Kokai-Kun spoke about U.S. Pharmacopeia’s documentary and reference standards, and analytical reference materials at the September 2023 BioProcess International Conference. According to Kokai-Kun, the organization offers an online guide to mAb analytics, which includes documentary standards, educational resources, and ten physical reference standards.
These include USP’s first analytical reference material, a recombinant Phospholipase B-like 2 protein (PLBL2). This, he says, can be used to check that host cell protein (HCP) assays used in mAb manufacturing can detect PLBL2, which often co-purifies with mAb drug products where it acts as a contaminant.
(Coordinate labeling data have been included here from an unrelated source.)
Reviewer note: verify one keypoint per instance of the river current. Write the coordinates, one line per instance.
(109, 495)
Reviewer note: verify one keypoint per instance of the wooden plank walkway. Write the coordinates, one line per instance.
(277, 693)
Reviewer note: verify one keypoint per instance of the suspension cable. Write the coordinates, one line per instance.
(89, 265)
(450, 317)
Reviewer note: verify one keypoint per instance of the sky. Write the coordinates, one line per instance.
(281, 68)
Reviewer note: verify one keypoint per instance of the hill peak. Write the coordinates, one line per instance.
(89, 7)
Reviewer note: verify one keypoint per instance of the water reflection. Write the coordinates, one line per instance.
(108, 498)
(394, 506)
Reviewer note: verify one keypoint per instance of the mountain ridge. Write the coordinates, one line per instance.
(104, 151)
USP is also in the process of collaborating with National Institute for Innovation in Manufacturing Biopharmaceuticals (NIIMBL) to develop best practices for adeno-associated virus (AAV) and other common materials used in gene and cell therapy.
“Cell and gene therapy is a growing area in biologics,” says Kokai-Kun. “But it’s also a wild west with people doing something as simple as [assessing] full-versus-empty capsids in multiple different ways.”
A third recent area of activity is in vaccine quality assessment toolkits, with toolkits available for mRNA, viral vectors, and inactivated vaccines, with a toolkit relating to virus-like particles added last year.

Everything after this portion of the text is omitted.